I don’t know if anybody will care about this nor am I particularly confident that sharing this information on an international platform will not result in me never being eligible for legitimate employment, but it’s a risk I’m willing to take. After reading this guy’s column on Vice, I’m questioning my life choices.
You should read it because it’s funny and reflective, but for now it’s pretty much this guy’s rendition of four stories that explain why he has made the responsible and totally voluntary decision to give up drinking. Yeah. Like not actually ever have alcohol. The main theme present in all of the vignettes is lack of self control and not knowing one’s limits. A common theme for many people I know at this stage of their lives.

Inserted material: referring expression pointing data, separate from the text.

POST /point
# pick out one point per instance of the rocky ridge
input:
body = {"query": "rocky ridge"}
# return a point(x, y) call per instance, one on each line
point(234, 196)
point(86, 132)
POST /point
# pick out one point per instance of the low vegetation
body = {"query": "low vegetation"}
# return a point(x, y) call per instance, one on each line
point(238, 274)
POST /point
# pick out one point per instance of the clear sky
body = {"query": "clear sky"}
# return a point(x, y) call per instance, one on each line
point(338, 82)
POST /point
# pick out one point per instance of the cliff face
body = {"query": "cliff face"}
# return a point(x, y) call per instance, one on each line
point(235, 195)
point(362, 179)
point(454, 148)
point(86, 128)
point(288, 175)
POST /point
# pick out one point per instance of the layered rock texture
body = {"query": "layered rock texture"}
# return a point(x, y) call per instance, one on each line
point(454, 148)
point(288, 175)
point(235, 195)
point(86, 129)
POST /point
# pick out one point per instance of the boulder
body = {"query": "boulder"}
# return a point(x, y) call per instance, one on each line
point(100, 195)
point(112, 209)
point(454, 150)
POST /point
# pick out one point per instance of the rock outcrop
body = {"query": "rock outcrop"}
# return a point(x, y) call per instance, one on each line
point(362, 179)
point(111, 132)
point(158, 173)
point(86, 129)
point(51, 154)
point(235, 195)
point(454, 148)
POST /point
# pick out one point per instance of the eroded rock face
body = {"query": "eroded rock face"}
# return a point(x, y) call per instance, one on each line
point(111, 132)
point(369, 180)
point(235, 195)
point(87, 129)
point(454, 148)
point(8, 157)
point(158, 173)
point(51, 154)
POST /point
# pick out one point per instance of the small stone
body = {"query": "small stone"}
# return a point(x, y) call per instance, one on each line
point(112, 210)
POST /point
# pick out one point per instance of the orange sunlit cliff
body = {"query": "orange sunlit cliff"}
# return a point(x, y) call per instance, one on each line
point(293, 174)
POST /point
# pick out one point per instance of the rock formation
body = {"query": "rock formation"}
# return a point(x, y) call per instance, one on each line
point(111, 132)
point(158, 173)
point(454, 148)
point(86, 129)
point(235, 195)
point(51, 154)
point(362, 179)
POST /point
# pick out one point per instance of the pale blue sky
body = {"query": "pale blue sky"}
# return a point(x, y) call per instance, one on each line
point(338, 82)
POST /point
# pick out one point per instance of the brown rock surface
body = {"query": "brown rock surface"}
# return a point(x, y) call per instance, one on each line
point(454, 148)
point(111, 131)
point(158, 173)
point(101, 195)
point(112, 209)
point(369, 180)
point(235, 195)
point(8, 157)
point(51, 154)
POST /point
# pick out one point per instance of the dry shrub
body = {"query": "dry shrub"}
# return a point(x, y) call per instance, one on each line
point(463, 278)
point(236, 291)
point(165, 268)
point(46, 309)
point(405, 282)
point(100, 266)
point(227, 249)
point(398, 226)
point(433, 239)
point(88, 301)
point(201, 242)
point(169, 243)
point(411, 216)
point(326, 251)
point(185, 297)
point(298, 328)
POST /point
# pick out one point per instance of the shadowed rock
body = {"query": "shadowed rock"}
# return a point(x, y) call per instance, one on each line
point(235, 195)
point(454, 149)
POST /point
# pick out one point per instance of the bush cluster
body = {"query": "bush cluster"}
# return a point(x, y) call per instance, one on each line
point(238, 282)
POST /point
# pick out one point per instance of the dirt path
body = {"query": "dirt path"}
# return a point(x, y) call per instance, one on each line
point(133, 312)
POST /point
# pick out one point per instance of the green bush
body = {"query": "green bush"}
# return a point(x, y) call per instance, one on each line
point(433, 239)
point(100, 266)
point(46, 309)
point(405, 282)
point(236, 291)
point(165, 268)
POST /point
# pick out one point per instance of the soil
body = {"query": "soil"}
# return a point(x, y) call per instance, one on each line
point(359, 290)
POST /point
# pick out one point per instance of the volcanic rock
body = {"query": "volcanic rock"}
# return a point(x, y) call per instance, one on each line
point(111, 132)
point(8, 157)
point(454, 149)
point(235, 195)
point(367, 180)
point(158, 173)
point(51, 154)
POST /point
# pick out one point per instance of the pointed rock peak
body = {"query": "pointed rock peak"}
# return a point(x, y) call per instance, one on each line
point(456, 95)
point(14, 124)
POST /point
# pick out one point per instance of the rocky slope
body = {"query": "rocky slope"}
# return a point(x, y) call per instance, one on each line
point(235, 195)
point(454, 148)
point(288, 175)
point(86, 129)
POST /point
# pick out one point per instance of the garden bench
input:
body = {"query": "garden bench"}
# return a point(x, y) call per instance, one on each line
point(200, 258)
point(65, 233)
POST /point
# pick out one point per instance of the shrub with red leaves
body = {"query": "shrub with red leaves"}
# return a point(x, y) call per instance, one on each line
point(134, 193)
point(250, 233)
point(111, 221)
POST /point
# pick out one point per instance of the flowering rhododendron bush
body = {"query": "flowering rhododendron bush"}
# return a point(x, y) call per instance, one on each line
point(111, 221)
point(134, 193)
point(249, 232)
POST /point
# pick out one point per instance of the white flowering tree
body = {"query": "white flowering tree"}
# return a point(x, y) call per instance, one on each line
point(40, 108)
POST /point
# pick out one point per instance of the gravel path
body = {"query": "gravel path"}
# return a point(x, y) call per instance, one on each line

It only took this guy four big take-a-look-back-and-have-a-good-hard-look-at-yourself moments in his life to actually have a word with himself and have a DIY intervention. I am 20-years-old and if I tallied up all the similar moments I have experienced/witnessed/participated in/encouraged the same way Chris Gethard did, I would be born again six times over. I’m not exaggerating… I’m talking passing out on trains, public crying, getting into random people’s cars and demanding to be driven to Brunswick for $10, taking Krispy Kremes from 7/11 shit.
Should I quit drinking? Should I quit my life and check into rehab and write a biography about my life lessons and mistakes and go on The Today Show?
I still know now what I knew then. Drinking is bad, it makes you do stupid shit, and the only real solace it offers is that if you get drunk enough you might not remember what you did. Whatever though, that was funny and I am very responsible now, ask anyone. I go to university, I am middle class. I think I am probably the most normal person I know, I’d be a great sample subject. But the most alarming thing is I never took five minutes to think about how bad these things might be until this afternoon reading Gethard, because crazy shit like that is pretty much standard. What culture am I in? What horrible culture is this going to become in the next ten years?
I think I am going to keep drinking because me and limits are friends and we meet all the time and have a mutually respectful relationship. The worst property damage I’ve ever done is spilling Jaegermeister on my friends keyboard and now the letter B doesn’t work. I might give it up if I burn something or get naked in public.
I hope this column changes somebody’s life.